At any one time, there can be multiple windows open for an aggregation depending on the values of size
and hop
.
As data arrives at the aggregate
operator it first determines which window(s) the event intersects with.
Each window is defined by the start time of the window ws
and the end time of the window we
.
A row intersects with a window if ws
< event_time
<= we
. Each incoming row has an event_time
column.
For each intersecting window, the aggregate expressions are evaluated for the incoming row.
It's not only rows that flow through the network of interconnecting streams in Tektite. Tektite also injects watermarks
at the places where data enters the system - bridge from
and kafka in
operators, and these flow through the streams
along all the routes that data can flow.
A watermark carries a timestamp with it. This timestamp means that no more data with an event_time
less than this timestamp
is expected to flow through the operator.
When the aggregate
operator receives a watermark it can close all open windows whose we
timestamp is <= the watermark timestamp.
In some systems, events can arrive late, and we might not want to close the window until some time after the watermark, this
is done by specifying the lateness
parameter.
Here we don't close open windows until 10 seconds after the timestamp carried by the watermark.
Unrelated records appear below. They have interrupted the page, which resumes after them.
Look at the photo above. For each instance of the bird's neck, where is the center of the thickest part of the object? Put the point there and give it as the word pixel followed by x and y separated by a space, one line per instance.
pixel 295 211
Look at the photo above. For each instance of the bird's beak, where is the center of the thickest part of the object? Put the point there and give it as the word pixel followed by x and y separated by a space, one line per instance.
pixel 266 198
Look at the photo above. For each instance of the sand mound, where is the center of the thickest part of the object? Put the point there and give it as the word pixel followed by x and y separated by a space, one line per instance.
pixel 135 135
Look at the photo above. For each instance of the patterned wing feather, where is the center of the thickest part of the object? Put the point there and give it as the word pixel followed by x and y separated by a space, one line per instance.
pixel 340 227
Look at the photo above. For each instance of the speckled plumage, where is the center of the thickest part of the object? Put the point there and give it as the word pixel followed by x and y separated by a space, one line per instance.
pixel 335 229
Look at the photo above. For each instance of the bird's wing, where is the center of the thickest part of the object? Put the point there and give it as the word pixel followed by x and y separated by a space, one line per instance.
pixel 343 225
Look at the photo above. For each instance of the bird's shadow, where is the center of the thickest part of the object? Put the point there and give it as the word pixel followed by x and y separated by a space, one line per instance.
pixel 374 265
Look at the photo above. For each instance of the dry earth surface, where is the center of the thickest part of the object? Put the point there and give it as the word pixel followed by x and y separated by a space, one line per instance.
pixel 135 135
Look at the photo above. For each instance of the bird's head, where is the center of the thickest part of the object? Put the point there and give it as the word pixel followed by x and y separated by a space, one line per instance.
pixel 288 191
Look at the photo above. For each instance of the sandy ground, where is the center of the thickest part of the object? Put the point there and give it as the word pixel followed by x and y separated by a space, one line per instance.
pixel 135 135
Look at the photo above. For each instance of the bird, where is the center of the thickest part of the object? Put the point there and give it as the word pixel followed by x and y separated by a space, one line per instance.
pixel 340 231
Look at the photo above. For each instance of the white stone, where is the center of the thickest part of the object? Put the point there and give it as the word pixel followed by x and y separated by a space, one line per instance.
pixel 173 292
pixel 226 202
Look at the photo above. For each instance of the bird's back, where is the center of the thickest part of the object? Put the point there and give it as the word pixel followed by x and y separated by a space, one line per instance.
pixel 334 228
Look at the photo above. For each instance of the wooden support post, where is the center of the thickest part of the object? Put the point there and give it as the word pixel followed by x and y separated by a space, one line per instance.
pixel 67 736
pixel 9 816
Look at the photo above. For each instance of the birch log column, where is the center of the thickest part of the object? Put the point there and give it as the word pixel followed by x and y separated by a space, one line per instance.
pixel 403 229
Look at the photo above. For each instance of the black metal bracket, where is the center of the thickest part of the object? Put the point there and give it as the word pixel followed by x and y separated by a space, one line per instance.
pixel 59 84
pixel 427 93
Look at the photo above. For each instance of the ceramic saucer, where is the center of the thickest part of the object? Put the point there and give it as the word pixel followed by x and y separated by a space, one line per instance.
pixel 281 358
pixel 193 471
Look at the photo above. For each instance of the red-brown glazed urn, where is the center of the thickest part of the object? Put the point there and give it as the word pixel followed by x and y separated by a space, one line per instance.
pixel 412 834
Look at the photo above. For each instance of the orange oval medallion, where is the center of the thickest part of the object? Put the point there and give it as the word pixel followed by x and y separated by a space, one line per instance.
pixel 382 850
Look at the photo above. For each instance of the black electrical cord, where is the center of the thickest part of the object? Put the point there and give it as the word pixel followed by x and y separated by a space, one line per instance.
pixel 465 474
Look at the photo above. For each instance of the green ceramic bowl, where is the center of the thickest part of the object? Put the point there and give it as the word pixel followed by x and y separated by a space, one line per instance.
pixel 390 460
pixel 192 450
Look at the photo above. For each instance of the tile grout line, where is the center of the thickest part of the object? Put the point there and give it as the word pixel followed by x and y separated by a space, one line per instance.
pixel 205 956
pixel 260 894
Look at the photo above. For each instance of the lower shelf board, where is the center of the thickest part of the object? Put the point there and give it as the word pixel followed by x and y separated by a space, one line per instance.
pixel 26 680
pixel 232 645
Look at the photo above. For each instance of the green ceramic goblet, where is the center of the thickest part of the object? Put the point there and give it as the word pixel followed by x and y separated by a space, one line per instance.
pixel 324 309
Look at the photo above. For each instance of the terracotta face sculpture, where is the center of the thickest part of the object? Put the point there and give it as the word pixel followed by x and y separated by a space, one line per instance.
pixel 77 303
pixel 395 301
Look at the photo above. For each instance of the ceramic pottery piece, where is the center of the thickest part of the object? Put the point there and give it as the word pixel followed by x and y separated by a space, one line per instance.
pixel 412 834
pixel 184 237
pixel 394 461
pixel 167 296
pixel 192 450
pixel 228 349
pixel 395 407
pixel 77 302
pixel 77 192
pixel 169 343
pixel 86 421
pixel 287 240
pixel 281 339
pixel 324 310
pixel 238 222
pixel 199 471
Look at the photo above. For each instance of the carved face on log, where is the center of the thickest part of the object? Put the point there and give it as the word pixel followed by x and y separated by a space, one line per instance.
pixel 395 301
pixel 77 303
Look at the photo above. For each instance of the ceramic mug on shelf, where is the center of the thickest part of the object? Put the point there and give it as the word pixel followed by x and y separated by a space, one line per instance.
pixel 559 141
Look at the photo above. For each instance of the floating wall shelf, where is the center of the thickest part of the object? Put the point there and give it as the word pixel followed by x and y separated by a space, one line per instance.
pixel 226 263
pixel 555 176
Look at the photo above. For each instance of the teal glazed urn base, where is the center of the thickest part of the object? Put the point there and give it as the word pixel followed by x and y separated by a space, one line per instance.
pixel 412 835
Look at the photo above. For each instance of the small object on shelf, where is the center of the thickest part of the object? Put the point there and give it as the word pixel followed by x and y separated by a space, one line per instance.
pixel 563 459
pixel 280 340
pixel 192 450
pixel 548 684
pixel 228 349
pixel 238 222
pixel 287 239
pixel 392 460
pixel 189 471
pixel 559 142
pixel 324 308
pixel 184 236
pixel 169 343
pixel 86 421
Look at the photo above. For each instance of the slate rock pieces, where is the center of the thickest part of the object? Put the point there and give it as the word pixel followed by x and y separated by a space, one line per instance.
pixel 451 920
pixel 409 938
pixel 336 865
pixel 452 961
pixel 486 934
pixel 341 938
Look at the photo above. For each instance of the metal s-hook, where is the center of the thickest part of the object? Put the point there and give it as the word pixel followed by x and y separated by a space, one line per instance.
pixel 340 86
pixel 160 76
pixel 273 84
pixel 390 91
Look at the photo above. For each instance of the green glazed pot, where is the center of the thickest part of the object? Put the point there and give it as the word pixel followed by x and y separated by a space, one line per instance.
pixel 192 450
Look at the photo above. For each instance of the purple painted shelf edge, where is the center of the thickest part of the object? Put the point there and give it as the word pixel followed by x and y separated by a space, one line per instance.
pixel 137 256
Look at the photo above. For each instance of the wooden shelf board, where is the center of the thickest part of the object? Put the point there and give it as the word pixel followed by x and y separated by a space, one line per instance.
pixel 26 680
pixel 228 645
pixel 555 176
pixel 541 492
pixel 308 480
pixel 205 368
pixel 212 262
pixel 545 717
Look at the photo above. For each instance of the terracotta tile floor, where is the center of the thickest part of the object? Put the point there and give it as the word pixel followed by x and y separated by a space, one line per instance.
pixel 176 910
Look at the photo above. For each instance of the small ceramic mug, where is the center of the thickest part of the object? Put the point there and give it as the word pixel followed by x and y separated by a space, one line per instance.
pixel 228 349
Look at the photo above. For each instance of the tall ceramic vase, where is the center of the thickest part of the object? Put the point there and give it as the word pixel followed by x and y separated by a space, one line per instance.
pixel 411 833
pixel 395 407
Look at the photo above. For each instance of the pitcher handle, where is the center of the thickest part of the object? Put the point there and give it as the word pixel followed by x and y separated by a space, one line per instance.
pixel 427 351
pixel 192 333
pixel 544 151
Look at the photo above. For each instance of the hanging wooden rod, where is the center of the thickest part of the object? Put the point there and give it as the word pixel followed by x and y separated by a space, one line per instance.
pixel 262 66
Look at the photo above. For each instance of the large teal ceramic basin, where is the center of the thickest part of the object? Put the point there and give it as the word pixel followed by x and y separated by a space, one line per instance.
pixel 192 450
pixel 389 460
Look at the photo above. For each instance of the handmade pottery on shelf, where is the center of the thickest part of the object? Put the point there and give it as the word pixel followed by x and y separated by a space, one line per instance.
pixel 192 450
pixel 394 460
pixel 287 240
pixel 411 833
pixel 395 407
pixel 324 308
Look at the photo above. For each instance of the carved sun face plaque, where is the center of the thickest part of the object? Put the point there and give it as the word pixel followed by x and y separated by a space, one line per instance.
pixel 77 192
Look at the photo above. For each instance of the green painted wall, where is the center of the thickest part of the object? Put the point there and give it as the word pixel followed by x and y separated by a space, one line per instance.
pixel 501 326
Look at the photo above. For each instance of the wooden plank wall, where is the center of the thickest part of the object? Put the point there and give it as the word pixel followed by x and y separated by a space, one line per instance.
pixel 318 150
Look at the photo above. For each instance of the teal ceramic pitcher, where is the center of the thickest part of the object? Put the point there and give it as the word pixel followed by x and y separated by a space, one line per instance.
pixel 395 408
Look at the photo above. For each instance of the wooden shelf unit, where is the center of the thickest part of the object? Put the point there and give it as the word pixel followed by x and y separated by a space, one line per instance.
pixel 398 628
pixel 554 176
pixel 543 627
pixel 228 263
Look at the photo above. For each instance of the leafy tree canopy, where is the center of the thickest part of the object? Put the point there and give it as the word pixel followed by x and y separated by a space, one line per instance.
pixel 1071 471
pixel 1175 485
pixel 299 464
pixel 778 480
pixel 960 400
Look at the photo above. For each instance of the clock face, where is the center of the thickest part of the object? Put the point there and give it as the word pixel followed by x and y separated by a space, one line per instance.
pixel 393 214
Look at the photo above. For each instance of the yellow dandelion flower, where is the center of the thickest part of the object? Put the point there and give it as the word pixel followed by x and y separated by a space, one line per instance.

sales_by_country_by_hour := sales_topic ->
(partition by country partitions = 16) ->
(aggregate min(amount), max(amount), count(amount), sum(amount)
by country size = 1h hop = 10m lateness = 10s)
By default, watermarks are injected in bridge from
and kafka in
operators approximately 1 second after the event_time
of the highest event_time
seen on incoming data. This can be configured on those operators. For more information on
watermarks see the section on generating watermarks
When a window is closed the aggregate values for the last closed window becomes visible and can be queried:
tektite> (scan all from sales_by_country_by_hour);
+-----------------------------------------------------------------------------------------------------------------------------------------------+
| event_time | country | min(amount) | max(amount) | count(amount) | sum(amount) |
+-----------------------------------------------------------------------------------------------------------------------------------------------+
| 2024-05-14 10:51:17.962000 | uk | 56.23 | 85.23 | 5 | 339.15 |
| 2024-05-14 10:51:29.687000 | usa | 23.23 | 23.23 | 2 | 46.46 |
+-----------------------------------------------------------------------------------------------------------------------------------------------+
Note that the aggregate results are keyed on country
so we only store the most recent aggregate results per country. The
event_time
column represents the highest event_time
for any row which contributed towards that row of the aggregate results.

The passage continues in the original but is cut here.